I fully realize that he may be the normal one.  Or maybe I am. Or, we could both be crazy. But I’ve also learned that it doesn’t matter, because we may not even exist at all. My second eldest son BoBo is a little philosophical (and a lot loopy), and he explains that we may all just be characters in a video game being played in some other parts of the

The possible multiverse galaxy that’s possibly fucking with me.

multiverse.
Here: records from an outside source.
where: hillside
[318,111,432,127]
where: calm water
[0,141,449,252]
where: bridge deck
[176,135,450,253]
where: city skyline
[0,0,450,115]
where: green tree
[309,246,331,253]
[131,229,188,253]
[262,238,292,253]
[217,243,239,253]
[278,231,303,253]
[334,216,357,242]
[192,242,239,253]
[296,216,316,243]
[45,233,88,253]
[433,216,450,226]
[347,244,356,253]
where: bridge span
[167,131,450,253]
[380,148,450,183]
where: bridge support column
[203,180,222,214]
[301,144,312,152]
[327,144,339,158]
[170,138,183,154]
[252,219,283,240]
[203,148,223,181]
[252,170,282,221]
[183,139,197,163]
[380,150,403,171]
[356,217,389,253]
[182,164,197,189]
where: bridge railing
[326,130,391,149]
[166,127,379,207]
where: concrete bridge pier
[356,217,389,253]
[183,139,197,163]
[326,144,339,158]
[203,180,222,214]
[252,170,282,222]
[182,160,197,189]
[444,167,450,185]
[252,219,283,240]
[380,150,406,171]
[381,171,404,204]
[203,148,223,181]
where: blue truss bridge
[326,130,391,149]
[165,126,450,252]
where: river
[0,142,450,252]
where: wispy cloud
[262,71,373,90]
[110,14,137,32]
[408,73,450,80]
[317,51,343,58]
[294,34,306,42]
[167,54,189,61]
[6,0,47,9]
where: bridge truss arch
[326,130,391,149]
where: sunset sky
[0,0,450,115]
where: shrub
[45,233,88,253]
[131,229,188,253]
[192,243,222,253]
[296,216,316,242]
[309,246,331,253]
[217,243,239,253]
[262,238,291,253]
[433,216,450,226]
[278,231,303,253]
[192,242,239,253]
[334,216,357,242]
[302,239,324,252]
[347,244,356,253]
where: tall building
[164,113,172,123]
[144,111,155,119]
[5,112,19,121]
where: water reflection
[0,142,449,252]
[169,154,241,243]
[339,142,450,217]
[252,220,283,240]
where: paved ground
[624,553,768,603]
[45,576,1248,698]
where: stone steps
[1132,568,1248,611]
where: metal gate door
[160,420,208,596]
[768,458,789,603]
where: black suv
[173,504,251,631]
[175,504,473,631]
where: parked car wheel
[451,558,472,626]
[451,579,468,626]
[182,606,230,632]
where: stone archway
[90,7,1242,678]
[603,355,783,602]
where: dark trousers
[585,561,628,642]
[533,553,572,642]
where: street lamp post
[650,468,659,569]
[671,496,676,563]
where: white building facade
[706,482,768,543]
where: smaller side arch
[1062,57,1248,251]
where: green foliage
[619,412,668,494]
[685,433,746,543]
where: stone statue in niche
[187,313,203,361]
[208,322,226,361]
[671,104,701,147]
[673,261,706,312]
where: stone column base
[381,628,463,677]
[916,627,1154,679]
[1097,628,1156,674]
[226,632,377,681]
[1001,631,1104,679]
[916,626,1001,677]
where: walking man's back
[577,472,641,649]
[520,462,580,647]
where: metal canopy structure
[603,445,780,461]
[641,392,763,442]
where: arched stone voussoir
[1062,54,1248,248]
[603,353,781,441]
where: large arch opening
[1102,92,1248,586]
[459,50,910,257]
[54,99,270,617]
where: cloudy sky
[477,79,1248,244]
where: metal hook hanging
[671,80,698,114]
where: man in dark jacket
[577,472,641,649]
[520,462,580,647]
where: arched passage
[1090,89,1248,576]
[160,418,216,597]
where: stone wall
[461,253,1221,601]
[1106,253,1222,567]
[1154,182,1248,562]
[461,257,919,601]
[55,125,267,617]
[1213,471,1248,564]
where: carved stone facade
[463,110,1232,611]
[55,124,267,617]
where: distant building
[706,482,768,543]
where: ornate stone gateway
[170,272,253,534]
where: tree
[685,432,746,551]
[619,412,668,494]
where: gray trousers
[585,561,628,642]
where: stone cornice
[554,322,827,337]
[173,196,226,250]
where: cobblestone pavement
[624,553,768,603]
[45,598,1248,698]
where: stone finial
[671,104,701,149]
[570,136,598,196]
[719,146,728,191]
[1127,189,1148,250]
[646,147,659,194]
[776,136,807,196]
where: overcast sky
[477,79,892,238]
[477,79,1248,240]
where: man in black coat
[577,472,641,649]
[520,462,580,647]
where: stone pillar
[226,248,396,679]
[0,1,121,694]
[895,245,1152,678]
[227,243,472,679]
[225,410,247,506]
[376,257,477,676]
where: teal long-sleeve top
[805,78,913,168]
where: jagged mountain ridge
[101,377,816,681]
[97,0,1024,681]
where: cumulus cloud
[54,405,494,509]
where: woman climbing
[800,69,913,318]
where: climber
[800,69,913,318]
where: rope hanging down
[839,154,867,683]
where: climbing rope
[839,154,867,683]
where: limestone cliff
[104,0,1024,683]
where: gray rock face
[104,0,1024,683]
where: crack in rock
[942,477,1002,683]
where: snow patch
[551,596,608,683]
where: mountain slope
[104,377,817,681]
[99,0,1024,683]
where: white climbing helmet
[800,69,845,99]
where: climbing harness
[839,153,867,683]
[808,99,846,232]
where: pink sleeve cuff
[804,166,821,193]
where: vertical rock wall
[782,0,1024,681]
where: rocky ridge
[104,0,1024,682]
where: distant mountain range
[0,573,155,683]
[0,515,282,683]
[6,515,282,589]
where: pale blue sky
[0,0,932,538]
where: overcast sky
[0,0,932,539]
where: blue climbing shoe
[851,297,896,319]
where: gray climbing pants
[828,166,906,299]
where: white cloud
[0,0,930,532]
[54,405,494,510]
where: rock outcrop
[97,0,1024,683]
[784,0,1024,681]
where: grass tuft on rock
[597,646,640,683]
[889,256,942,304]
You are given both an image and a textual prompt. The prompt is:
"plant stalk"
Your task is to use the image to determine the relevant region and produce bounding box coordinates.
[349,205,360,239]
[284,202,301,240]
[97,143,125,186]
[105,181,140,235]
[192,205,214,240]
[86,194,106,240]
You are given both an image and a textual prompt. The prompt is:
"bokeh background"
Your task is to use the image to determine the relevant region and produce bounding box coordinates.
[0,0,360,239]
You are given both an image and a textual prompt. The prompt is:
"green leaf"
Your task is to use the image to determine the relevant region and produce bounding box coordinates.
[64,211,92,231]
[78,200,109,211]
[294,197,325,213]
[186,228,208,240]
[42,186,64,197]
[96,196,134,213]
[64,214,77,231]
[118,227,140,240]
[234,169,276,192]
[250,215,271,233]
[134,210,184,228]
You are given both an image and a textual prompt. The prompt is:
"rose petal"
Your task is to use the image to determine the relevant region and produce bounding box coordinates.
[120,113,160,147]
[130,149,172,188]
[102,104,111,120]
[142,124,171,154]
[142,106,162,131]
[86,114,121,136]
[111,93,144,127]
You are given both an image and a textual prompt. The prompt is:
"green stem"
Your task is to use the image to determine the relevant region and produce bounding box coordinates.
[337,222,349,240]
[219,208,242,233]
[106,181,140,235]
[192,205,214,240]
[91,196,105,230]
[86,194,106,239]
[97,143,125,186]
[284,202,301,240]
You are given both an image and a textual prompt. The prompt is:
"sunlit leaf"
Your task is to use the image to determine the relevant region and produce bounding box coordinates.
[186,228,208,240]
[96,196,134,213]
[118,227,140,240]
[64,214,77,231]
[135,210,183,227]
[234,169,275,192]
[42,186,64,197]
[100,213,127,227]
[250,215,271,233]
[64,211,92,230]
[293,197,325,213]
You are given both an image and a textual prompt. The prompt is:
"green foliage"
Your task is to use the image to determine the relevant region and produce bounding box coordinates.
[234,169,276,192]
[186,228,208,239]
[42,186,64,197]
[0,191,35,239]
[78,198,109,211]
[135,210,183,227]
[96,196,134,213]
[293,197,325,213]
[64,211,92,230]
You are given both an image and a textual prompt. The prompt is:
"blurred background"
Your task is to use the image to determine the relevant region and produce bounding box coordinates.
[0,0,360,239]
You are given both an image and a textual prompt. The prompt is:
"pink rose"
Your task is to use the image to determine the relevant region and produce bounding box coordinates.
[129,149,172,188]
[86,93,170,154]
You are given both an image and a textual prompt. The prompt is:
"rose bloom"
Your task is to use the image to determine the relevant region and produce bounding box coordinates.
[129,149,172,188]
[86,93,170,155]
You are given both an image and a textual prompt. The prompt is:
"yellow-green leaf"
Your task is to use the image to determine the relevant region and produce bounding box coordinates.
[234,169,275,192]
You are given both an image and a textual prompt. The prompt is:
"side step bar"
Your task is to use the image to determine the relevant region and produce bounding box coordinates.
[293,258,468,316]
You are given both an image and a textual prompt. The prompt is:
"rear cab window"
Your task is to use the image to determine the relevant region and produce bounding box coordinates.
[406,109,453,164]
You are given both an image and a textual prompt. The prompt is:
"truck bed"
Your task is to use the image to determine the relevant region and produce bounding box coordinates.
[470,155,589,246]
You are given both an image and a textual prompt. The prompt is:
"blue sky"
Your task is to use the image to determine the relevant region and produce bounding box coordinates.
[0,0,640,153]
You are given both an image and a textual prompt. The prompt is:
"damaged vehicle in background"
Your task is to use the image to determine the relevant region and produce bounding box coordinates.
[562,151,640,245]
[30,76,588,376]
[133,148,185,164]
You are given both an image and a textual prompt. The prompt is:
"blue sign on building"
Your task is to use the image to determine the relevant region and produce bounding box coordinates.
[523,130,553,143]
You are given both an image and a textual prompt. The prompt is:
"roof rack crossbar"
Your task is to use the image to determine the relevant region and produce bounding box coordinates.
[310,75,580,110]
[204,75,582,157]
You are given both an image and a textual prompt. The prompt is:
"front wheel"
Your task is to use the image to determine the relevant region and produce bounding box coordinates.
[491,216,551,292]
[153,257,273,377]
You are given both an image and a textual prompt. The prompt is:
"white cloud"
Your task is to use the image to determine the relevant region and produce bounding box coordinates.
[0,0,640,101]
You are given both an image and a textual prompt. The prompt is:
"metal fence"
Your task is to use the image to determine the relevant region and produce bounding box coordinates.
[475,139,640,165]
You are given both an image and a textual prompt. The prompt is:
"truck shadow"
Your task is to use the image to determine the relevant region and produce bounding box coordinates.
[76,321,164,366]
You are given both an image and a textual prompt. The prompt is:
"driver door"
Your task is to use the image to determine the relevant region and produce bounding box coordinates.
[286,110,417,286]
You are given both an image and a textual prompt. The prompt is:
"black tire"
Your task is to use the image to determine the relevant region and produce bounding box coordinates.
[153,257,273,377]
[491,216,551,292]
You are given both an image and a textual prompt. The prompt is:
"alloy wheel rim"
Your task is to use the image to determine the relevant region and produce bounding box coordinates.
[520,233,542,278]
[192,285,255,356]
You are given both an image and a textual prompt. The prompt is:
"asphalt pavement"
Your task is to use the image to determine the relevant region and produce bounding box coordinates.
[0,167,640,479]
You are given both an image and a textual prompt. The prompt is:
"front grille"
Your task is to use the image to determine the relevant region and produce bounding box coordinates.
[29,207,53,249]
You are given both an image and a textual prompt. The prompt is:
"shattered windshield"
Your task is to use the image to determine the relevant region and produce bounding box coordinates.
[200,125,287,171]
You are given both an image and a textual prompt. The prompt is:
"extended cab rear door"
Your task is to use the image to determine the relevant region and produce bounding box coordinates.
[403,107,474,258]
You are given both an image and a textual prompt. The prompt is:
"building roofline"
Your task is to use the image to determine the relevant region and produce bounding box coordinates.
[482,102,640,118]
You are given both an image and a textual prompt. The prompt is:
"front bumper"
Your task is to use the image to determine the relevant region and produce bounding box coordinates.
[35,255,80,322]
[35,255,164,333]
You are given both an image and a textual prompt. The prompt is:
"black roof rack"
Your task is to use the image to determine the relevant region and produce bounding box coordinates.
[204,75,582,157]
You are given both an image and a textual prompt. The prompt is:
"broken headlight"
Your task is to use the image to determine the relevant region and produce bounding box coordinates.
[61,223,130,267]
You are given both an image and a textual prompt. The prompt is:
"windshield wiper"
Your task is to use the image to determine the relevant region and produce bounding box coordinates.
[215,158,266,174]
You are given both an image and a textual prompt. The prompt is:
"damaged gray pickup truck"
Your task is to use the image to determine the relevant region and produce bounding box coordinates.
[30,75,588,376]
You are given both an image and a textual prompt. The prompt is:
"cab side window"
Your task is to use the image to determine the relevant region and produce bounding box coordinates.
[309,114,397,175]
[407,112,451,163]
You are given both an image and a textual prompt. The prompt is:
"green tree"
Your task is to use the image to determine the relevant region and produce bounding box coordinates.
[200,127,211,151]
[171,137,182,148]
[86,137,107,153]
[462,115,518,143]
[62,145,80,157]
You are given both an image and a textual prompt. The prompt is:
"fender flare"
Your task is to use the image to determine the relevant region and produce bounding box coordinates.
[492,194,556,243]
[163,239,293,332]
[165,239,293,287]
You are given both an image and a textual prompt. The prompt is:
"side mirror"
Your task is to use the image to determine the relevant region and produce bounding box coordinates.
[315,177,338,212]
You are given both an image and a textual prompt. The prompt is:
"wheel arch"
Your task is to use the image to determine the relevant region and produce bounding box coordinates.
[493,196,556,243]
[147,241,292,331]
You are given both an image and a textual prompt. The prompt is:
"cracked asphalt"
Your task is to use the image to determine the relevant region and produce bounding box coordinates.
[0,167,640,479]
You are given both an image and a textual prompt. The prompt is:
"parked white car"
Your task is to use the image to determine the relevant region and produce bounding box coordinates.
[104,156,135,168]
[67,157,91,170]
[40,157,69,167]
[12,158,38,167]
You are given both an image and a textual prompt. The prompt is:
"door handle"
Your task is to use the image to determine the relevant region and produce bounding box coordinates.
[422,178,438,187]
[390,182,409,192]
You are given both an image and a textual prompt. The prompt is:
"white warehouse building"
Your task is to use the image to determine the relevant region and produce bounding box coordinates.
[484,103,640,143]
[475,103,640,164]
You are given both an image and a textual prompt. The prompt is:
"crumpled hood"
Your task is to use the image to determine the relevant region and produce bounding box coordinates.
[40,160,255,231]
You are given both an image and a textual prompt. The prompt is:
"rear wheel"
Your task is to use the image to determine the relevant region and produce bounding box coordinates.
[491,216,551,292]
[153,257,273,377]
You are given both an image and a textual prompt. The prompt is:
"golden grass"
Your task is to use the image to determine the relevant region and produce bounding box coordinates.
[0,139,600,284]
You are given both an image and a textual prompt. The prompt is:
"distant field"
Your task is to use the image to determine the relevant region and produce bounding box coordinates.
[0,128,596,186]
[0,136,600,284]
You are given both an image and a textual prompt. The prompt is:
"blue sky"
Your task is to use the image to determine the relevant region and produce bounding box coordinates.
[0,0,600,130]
But if that’s true, my  pock-marked, purple, adolescent otherverse gamer is obviously not paying attention, and I’m getting my ass kicked by a perfect little old virtual character that doesn’t even exist. Plus – being a mere non-existent blip – I can’t even access the Restart button. Geezum!

This makes me even more angry and confused, so I really must admire Claude.

I was going to do it today, but he’s kindly taken to cleaning my driveway with his very clean snowblower, which has a heated plastic housing to keep him from turning into a possibly virtual icicle.

So I’ll wait until spring. Then he gets admired. There won’t be any evidence left afterwards, because I know his wife will clean up everything right away. It’ll be a clean admire.

I do really shoot that guy.

One comment

  1. OMG you’re my #1 idol I CANT LIVE WITHOUT SEEING YOU IN MY LIFE!!!!!!!!!!! we will meet one day and we will eat toast and start a duckling family!!!!!!!!!!!!!